Secondly, because they are events that are triggered for different reasons: "The issue of thrombosis is a problem of individual susceptibility and is linked to genetic determinants of the person suffering the problem, while in cases of myocarditis we are not clear whether there is a genetic susceptibility. In any case, it is probably due to an autoimmune mechanism," Alberto García Lledó, spokesman for the Spanish Society of Cardiology (SEC, in Spanish), told Verificat. In other words, it is the body itself which, when attacked by a virus or inoculated with a vaccine, activates the immune system's defences and attacks the cells it considers dangerous. Sometimes this hyperstimulation also leads to certain tissues of the human body being affected; in this case, heart inflammation.

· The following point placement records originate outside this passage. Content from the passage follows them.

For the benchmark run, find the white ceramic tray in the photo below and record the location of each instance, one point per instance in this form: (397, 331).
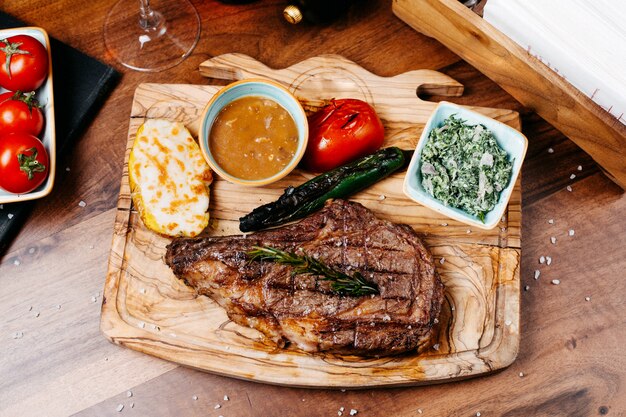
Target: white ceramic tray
(45, 97)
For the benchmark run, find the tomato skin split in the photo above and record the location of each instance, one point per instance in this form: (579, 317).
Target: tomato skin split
(342, 131)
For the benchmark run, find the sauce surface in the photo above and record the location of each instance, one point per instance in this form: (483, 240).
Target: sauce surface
(253, 138)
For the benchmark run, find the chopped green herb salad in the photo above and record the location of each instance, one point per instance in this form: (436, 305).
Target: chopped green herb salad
(463, 167)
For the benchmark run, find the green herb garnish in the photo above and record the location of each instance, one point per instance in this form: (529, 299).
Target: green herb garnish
(342, 283)
(463, 167)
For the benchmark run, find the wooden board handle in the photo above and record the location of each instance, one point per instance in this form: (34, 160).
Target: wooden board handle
(239, 66)
(523, 76)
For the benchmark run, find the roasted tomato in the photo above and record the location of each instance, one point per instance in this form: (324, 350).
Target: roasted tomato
(23, 63)
(20, 113)
(23, 162)
(340, 132)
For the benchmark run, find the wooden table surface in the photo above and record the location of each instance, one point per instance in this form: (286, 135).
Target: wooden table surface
(571, 360)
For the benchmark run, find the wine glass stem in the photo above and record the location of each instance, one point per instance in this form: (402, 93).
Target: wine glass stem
(148, 18)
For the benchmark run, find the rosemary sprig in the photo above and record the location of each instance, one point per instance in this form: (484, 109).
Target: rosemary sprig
(342, 283)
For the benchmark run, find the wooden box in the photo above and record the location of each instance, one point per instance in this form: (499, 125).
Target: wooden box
(523, 76)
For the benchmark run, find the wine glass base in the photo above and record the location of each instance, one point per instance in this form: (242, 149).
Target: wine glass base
(154, 49)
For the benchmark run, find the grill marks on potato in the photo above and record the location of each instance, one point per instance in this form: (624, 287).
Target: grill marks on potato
(169, 179)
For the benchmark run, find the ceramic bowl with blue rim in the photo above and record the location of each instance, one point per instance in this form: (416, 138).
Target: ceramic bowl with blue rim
(509, 139)
(257, 88)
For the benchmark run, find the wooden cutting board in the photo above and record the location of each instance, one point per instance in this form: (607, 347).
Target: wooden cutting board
(147, 309)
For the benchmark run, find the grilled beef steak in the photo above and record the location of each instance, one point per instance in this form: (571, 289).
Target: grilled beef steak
(303, 309)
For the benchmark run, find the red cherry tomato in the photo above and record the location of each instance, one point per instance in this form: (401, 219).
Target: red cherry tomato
(20, 113)
(344, 130)
(23, 162)
(23, 63)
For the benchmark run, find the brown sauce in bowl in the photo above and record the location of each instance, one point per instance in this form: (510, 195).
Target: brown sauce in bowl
(253, 138)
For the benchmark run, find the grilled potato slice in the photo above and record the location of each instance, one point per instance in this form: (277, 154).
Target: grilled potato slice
(169, 179)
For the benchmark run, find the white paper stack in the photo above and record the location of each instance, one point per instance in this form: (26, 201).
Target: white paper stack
(582, 40)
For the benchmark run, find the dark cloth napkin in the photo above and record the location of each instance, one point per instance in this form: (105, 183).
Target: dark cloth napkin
(80, 84)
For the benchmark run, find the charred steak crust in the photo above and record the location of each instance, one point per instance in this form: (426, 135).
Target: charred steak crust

"In principle, there should not be a link between thrombotic events associated with one type of vaccine and the possible association of myocarditis with other vaccines," the expert concludes.

“It is not a surprise”

Thirdly, myocarditis cases have occurred in adolescents and young adult men, while thrombosis cases have occurred in adult women: these are different profiles of vulnerable populations. "Myocarditis, more common in males, is a very common disease in young people (18-25 years old) that occurs in response to viral infections, probably triggered by an error in the immune system which, in trying to eliminate the virus that attacks us, forms antibodies that can damage the heart," says García Lledó. "This occurs epidemiologically at various times of the year: in autumn, when there are more respiratory viruses, and in summer, with viruses causing diarrhoea," he adds.

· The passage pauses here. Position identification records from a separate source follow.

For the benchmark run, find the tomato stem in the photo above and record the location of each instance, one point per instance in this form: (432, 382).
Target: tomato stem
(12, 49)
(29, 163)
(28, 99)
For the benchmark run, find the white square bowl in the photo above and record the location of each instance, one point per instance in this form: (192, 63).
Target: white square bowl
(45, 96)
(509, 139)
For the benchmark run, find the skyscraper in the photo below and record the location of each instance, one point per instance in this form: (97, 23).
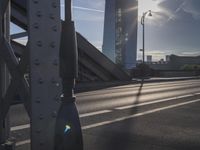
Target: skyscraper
(120, 32)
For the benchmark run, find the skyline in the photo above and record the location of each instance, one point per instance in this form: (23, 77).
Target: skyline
(173, 29)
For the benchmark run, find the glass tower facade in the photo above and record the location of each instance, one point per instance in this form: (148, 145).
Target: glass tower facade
(120, 32)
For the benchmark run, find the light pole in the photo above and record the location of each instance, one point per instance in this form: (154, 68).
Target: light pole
(143, 34)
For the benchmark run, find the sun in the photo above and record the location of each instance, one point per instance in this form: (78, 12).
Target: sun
(145, 5)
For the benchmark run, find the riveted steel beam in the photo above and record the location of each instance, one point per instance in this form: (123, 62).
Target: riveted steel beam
(45, 85)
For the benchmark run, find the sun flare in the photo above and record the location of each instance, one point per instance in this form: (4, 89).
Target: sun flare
(145, 5)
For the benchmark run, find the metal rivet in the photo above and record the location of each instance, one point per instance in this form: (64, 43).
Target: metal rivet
(53, 45)
(38, 131)
(35, 1)
(40, 81)
(54, 5)
(52, 16)
(37, 100)
(55, 62)
(36, 25)
(36, 62)
(53, 81)
(39, 43)
(54, 114)
(41, 143)
(54, 28)
(57, 98)
(39, 14)
(41, 117)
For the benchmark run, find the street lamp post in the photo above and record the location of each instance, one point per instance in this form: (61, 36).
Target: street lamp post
(143, 33)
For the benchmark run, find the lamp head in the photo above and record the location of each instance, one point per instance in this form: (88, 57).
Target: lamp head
(150, 14)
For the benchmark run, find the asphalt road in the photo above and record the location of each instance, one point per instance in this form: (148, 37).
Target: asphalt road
(149, 116)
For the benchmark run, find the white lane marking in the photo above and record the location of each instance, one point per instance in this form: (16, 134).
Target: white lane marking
(138, 115)
(94, 113)
(124, 118)
(23, 142)
(26, 126)
(21, 127)
(152, 102)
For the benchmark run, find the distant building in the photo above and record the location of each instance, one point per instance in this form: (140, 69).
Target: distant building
(149, 58)
(120, 32)
(167, 58)
(176, 62)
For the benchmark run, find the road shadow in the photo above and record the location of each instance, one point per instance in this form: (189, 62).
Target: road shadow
(121, 135)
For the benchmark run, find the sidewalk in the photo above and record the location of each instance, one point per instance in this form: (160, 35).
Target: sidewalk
(84, 87)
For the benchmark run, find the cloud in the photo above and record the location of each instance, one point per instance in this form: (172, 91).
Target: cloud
(193, 53)
(192, 7)
(88, 9)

Lledó explains that the fact that more cases of myocarditis are registered in the context of a vaccination campaign “is neither a surprise nor an exception”, since “many stimuli of the immune system for some viruses could cause it. Moreover, cases of myocarditis and pericarditis have been reported after smallpox vaccination, with a clear association, and less clearly after vaccination for influenza, tetanus, cholera, hepatitis B and human papillomavirus".

Moreover, although two cases have been reported with a fatal outcome, the vast majority are mild. The expert calls people to calm down because "the patient usually recovers quickly and without sequelae". Another thing is that myocarditis also affects the pericardium (the outer protective layer of the heart). In these cases "the patient has pain similar to angina pectoris, and in this case, which is easier to diagnose, there are usually no major complications and it is treated with anti-inflammatory drugs" but "most of the time it passes as an asymptomatic condition and, fortunately, does not usually leave any sequelae", he concludes.